La censure : une histoire, des réalités

Par Jérôme Delnooz

[1]La censure est la limitation arbitraire ou doctrinale de la liberté d’expression de chacun. Elle passe par l’examen du détenteur d’un pouvoir (étatique ou religieux par exemple) sur des livres, journaux, bulletins d’informations, pièces de théâtre et films, etc. – et – ce avant d’en permettre la diffusion au public (censure a priori, en amont ou dite préventive) ou après cette diffusion (censure a posteriori, en aval). D’une manière générale, il s’agit d’un acte institutionnel ayant pour but d’éliminer les éléments discursifs hostiles et de rendre les discours sociaux et ceux des locuteurs conformes à l’idéologie dominante. Elle est alors un instrument du pouvoir autoritaire qui agit sur les individus. La censure adopte de multiples visages en s’exprimant à travers des mesures répressives diverses (culturelles, esthétiques, linguistiques, etc.). Il est possible d’établir une classification de ces différentes formes d’atteintes à la liberté d’expression.

Typologie de la censure

Une première distinction peut être opérée entre, d’une part, la « censure directe », et d’autre part la « censure indirecte ». La première pourrait être qualifiée de censure officielle. La répression engendrée est tangible et les effets de celle-ci sont immédiatement perceptibles. Souvent, elle se veut l’instrument d’un pouvoir institutionnel qui peut être politique ou religieux (ou les deux à la fois). Cette catégorie comprend la censure d’État, mais également toutes les restrictions à la liberté d’expression régies par la morale ou la philosophie. Après avoir impulsé la promulgation de lois liberticides, l’autorité politique confie au système judiciaire l’essentiel du contrôle des informations publiées ainsi que la prérogative de sanction. Un organe spécifique de censure vient habituellement compéter l’arsenal juridique (par exemple, un comité de lecture).
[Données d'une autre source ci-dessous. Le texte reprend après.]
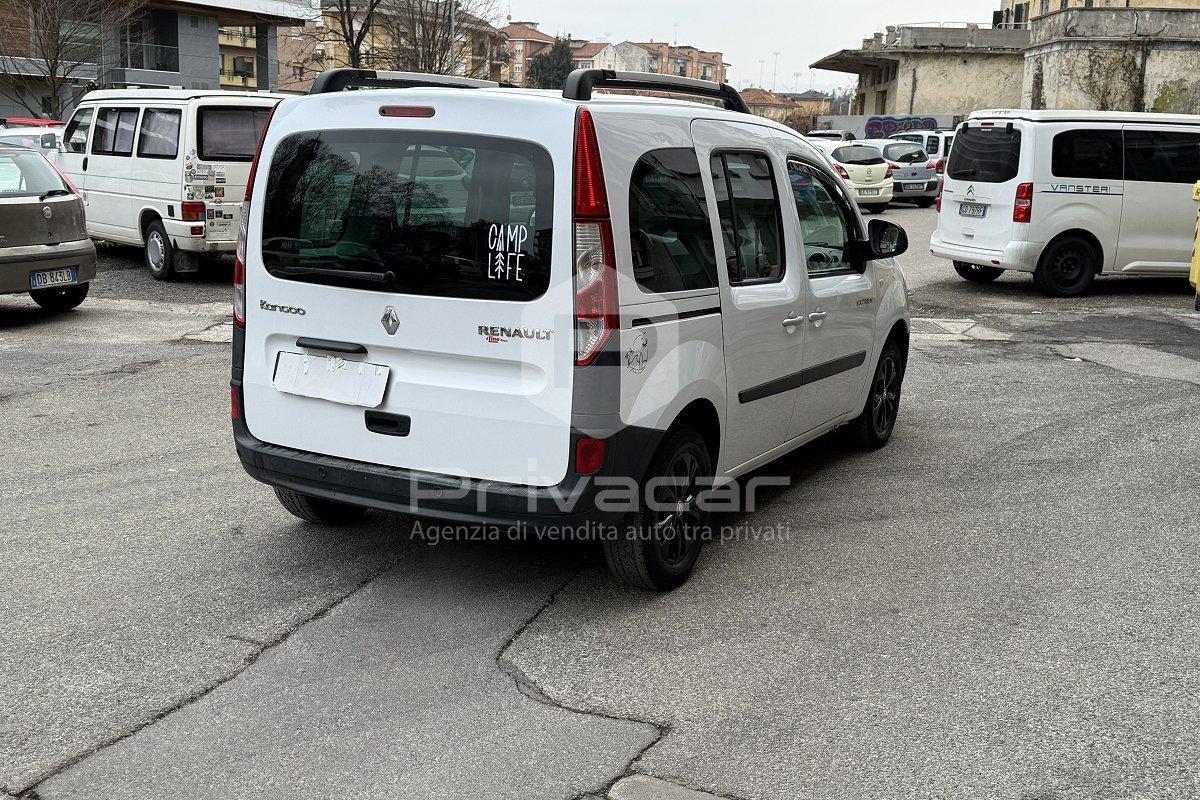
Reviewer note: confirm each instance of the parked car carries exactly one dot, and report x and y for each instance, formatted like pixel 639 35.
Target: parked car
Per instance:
pixel 165 168
pixel 935 143
pixel 913 174
pixel 45 139
pixel 864 168
pixel 604 336
pixel 45 250
pixel 837 136
pixel 1068 196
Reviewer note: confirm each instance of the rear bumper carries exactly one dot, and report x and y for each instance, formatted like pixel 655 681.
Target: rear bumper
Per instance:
pixel 16 263
pixel 1020 256
pixel 570 505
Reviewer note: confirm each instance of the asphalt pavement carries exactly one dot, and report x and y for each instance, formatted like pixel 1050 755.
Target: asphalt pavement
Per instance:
pixel 1001 603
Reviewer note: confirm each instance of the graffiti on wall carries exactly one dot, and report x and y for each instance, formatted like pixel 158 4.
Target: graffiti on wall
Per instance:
pixel 881 127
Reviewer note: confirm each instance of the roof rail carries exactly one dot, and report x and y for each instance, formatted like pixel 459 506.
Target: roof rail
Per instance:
pixel 581 83
pixel 340 79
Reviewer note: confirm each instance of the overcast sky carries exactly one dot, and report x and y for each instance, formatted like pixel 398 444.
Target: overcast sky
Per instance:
pixel 801 30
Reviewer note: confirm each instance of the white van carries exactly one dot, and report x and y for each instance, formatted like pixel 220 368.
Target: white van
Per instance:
pixel 1068 196
pixel 165 168
pixel 519 308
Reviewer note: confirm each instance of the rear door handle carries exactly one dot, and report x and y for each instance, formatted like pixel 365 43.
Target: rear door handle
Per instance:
pixel 347 348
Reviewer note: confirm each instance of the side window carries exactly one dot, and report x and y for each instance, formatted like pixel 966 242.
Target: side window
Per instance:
pixel 114 132
pixel 1162 157
pixel 159 137
pixel 1087 154
pixel 669 228
pixel 748 205
pixel 76 136
pixel 825 223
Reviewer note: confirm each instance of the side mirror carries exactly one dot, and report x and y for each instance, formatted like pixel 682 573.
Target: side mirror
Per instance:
pixel 886 239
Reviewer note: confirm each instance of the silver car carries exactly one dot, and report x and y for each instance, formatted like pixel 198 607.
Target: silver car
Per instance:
pixel 913 170
pixel 45 250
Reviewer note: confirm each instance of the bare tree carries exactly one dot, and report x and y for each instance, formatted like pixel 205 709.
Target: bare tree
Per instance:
pixel 60 47
pixel 444 36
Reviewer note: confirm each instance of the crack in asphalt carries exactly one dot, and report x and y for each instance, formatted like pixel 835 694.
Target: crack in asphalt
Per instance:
pixel 30 791
pixel 529 687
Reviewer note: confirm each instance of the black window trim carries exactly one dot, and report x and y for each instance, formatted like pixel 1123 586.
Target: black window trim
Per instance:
pixel 779 212
pixel 678 294
pixel 855 266
pixel 119 109
pixel 137 146
pixel 199 131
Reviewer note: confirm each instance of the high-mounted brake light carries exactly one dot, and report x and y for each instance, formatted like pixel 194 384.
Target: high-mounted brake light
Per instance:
pixel 1023 205
pixel 239 264
pixel 595 266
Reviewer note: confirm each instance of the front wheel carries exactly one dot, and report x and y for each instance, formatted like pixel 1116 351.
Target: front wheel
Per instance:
pixel 874 426
pixel 976 272
pixel 61 298
pixel 660 542
pixel 1067 268
pixel 327 512
pixel 160 253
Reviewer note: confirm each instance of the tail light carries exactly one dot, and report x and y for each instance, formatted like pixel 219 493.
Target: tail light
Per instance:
pixel 595 268
pixel 239 265
pixel 1023 206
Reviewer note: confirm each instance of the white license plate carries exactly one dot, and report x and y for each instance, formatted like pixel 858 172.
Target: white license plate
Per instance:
pixel 59 277
pixel 329 378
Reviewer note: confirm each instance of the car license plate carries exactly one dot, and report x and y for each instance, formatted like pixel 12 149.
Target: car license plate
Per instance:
pixel 59 277
pixel 329 378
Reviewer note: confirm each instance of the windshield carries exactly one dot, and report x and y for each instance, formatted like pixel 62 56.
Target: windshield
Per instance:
pixel 229 133
pixel 983 155
pixel 27 174
pixel 905 154
pixel 425 214
pixel 858 154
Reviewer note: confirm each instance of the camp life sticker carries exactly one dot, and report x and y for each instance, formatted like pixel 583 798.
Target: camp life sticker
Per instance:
pixel 505 250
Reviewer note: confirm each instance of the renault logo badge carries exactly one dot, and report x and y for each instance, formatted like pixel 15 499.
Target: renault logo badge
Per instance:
pixel 390 320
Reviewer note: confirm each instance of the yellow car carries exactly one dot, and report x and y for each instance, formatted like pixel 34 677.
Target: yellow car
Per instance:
pixel 1195 248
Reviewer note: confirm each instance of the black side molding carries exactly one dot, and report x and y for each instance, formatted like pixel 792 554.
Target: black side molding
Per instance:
pixel 581 83
pixel 803 378
pixel 348 348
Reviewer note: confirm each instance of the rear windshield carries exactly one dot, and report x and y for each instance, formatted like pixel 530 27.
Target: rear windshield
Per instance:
pixel 905 154
pixel 985 155
pixel 27 174
pixel 228 133
pixel 858 154
pixel 423 214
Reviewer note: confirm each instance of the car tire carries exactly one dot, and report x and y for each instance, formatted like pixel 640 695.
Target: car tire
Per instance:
pixel 318 510
pixel 60 299
pixel 658 549
pixel 976 272
pixel 1067 268
pixel 160 254
pixel 873 428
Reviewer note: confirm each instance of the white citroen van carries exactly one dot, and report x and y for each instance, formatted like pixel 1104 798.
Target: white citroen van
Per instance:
pixel 551 311
pixel 165 168
pixel 1068 196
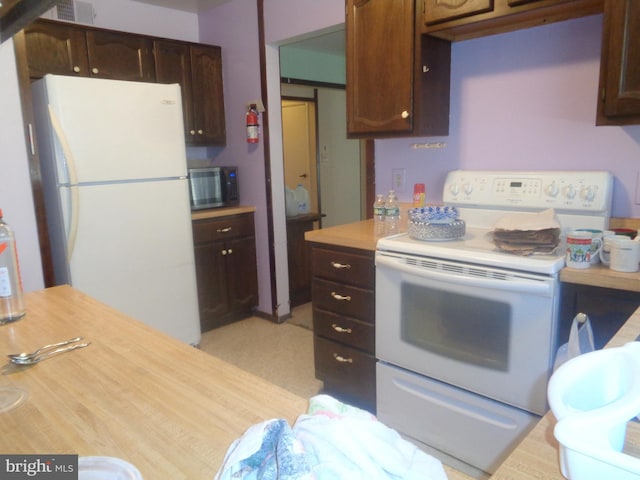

La deuxième forme de censure se veut plus indirecte, sans l’entremise d’un appareil répressif clairement identifié, et agit de manière plus insidieuse. Le cas de la censure sociale vient immédiatement à l’esprit. Certains intellectuels ont approfondi cette question et ont su mettre en lumière de véritables mécanismes « invisibles » ou « structuraux » intervenant dans la logique de censure. Par exemple, pour Antonio Gramsci, l’« hégémonie culturelle » des classes dominantes leur permet d’avoir une emprise sur les représentations culturelles, et de transmettre au plus grand nombre (soit les dominés) leur vision du monde de manière unilatérale voire comme allant de soi (« fabrique du consentement »)[2]. À travers des outils hégémoniques (école, médias de masse, culture populaire), les valeurs telles que le consumérisme, le nationalisme, l’ascension sociale, l’individualisme de compétition et de réussite personnelle, etc. deviennent l’unique modèle à suivre. Dans un ordre d’idée assez convergent, le sociologue Pierre Bourdieu a recours au concept de « domination culturelle » et adosse à celui-ci le principe de « censure structurale » : de manière inconsciente et involontaire, les individus structurent leurs discours (ou la mise en forme de valeurs) en fonction de leur place dans la société, de leur position dans le champ social[3]. La marge de manœuvre de l’expression de l’individu en est sensiblement réduite. Un autre penseur français, Roland Barthes, soutient que toute signification est empreinte de l’idéologie dominante et que, dans cette perspective, la vraie censure du discours est celle qui porte le locuteur à tenir le propos que l’on attend de lui, à se soumettre à une attente normative qui prendra la forme dans le texte, d’idées reçues, de pensées banalisées qui seront comme l’expression de la soumission du discours à l’ordre dominant[4]. Du point de vue du langage, la « censure invisible », selon le romaniste Pascal Durand, conditionne les personnes à utiliser des termes généralisés (au détriment d’autres) qui ferment notre horizon sémantique et évacue du champ de la pensée des pans entiers de la réalité[5]. La tendance est par conséquent au lissage, à l’« euphémisation généralisée » et à l’occultation de certaines réalités (inégalités sociales, injustices, etc.).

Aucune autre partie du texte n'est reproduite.